Ancient RNA from Late Pleistocene permafrost and historical canids shows tissue-specific transcriptome survival

Abstract

While sequencing ancient DNA (aDNA) from archaeological material is now commonplace, very few attempts to sequence ancient transcriptomes have been made, even from typically stable deposition environments such as permafrost. This is presumably due to assumptions that RNA completely degrades relatively quickly, particularly when dealing with autolytic, nuclease-rich mammalian tissues. However, given the recent successes in sequencing ancient RNA (aRNA) from various sources including plants and animals, we suspect that these assumptions may be incorrect or exaggerated. To challenge the underlying dogma, we generated shotgun RNA data from sources that might normally be dismissed for such study. Here, we present aRNA data generated from two historical wolf skins, and permafrost-preserved liver tissue of a 14,300-year-old Pleistocene canid. Not only is the latter the oldest RNA ever to be sequenced, but it also shows evidence of biologically relevant tissue specificity and close similarity to equivalent data derived from modern-day control tissue. Other hallmarks of RNA sequencing (RNA-seq) data such as exon-exon junction presence and high endogenous ribosomal RNA (rRNA) content confirms our data's authenticity. By performing independent technical library replicates using two high-throughput sequencing platforms, we show not only that aRNA can survive for extended periods in mammalian tissues but also that it has potential for tissue identification. aRNA also has possible further potential, such as identifying in vivo genome activity and adaptation, when sequenced using this technology.

Fig 1. Regressions of ancient liver and historical skin samples, Method 1: Relationships between 95th percentile of expressed genes in each control tissue sample (x-axis) and each ancient sample or control samples from other tissues (y-axis).

Black points in graphs comparing ancient samples are the relationships between the control tissue and the equivalent ancient tissue. Red points overlaid show the relationship between the control tissue and other ancient tissues specified in the graph subtitle. Yellow lines are least squares linear regression fit for black points. Green lines are least squares linear regression fit for red points. Filled lines indicate a significant linear regression. Dashed lines indicate a nonsignificant linear regression. (A) BGISEQ-500 data, de-duplicated; (B) HiSeq-2500 data, de-duplicated; (C) BGISEQ-500 data, duplicates retained; (D) HiSeq-2500 data, duplicates retained.
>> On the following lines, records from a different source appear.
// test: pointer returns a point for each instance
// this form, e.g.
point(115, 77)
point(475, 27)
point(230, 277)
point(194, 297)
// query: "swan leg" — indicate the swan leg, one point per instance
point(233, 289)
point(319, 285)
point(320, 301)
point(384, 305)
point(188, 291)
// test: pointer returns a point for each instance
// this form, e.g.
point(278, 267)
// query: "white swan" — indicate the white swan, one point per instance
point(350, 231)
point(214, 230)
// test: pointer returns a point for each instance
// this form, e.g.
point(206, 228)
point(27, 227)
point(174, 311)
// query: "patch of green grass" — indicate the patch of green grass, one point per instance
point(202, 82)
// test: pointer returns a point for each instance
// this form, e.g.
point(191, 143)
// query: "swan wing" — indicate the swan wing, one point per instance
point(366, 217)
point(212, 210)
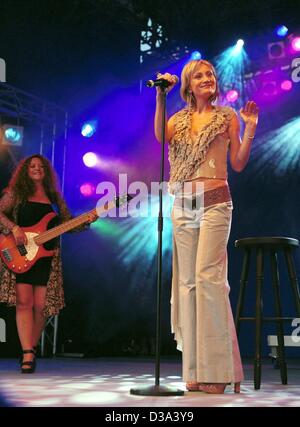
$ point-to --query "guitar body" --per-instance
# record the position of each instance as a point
(20, 259)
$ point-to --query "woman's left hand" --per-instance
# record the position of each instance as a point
(250, 113)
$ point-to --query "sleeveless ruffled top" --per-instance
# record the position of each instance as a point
(203, 155)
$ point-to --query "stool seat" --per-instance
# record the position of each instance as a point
(264, 247)
(267, 242)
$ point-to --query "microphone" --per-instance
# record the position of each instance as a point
(162, 82)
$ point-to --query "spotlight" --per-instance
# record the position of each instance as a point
(87, 189)
(12, 135)
(286, 85)
(276, 50)
(282, 31)
(88, 129)
(295, 43)
(90, 159)
(232, 95)
(269, 88)
(196, 55)
(237, 48)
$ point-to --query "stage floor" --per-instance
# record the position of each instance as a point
(69, 382)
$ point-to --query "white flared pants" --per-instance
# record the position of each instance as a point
(200, 295)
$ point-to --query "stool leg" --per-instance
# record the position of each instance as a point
(293, 278)
(279, 322)
(258, 317)
(243, 283)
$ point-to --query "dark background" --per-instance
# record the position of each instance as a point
(75, 52)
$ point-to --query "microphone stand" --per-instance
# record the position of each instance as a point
(157, 389)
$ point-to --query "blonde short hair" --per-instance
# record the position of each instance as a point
(186, 76)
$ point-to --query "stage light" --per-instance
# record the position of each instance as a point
(87, 189)
(237, 49)
(90, 159)
(88, 129)
(12, 135)
(196, 55)
(295, 43)
(232, 95)
(282, 30)
(269, 88)
(276, 50)
(286, 85)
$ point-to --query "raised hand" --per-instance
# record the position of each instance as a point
(169, 78)
(250, 113)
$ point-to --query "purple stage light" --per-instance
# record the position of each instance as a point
(296, 44)
(286, 85)
(232, 95)
(90, 159)
(87, 189)
(282, 30)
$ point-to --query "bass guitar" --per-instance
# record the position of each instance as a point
(20, 258)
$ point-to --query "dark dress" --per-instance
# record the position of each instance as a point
(29, 214)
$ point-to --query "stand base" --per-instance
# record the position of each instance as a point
(156, 390)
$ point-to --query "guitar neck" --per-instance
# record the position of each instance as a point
(71, 224)
(63, 228)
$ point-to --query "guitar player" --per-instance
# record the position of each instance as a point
(31, 195)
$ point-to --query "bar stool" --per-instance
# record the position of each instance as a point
(271, 246)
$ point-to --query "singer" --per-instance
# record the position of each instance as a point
(200, 136)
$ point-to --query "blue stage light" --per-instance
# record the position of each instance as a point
(282, 30)
(12, 135)
(88, 129)
(196, 55)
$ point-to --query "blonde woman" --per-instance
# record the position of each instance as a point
(201, 136)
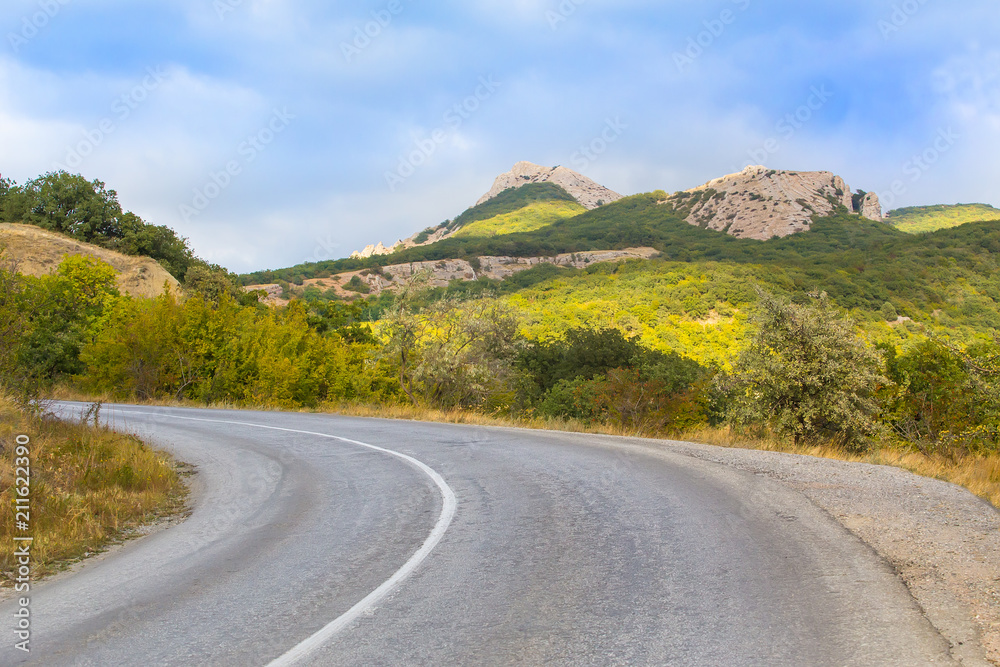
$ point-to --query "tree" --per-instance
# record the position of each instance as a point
(453, 354)
(87, 211)
(806, 373)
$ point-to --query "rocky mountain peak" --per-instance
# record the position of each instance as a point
(761, 203)
(589, 193)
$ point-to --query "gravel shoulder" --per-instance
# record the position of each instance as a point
(943, 541)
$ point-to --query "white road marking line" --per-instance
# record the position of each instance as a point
(311, 644)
The underlying data for this figure are derived from Varistran output, summaries of which can be found in S2 Data and S3 Data.
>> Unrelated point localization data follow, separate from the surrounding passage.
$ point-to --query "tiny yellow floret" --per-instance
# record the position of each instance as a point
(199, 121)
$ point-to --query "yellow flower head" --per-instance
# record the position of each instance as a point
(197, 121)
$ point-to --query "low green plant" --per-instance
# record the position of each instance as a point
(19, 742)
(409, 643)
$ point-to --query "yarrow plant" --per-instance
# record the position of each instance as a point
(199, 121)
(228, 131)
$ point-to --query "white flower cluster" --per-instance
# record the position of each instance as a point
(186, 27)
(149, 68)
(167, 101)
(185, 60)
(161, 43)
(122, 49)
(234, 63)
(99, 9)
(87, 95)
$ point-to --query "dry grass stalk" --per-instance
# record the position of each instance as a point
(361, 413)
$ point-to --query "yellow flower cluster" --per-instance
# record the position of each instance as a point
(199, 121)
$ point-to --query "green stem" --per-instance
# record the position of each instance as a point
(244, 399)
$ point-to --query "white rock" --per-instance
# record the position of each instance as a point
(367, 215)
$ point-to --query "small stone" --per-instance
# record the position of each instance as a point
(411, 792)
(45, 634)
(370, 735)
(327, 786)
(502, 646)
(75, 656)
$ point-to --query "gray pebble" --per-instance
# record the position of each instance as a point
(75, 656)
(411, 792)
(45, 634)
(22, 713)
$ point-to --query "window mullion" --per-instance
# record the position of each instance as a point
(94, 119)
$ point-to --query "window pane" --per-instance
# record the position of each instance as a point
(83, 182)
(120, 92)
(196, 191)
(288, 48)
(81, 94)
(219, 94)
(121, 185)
Fig 2. Comparison of ancient and control tissues using Method 2.

Coverage scores (y-axis) were calculated based on the mean coverage of reads to each named gene in the CanFam3.1 transcriptome, followed by filtering to the 95th percentile of all genes represented. Each gene was then assigned a most-associated tissue based on data from an Affymetrix array derived from 10 canine tissues (x-axis). Each tissue was then assigned a cumulative score based on the coverage scores of each gene in the 95th percentile. Orange bars represent modern control tissues and blue bars represent ancient/historical tissues. (A) Historical Skin 2 versus control skin. (B) Ancient Tumat liver versus control liver. The underlying data for this figure can be found in S7 Data under Tissue_summary tabs, and are derived from primary data found in S4 Data under the Skin2_HS and Tumat_liver_HS tabs and from S5 Data under the ctrl_skin and crtl_liver tabs.

Fig 3. Regressions of all samples, Method 2: Relationships between the 95th percentile of expressed genes in ancient tissues (x-axis) versus control samples (y-axis).

Values are calculated based on per-tissue scores (see Methods), having removed duplicate reads from mapping data. Black data points and trend line refer to BGISEQ-500 data, while orange data points and trendline refer to Illumina HiSeq-2500 data. (A) Skin 1, (B) Skin 2, (C) Tumat cartilage, (D) Tumat liver, and (E) Tumat muscle. The underlying data for this figure can be found in S7 Data, ‘Regressions’ tab.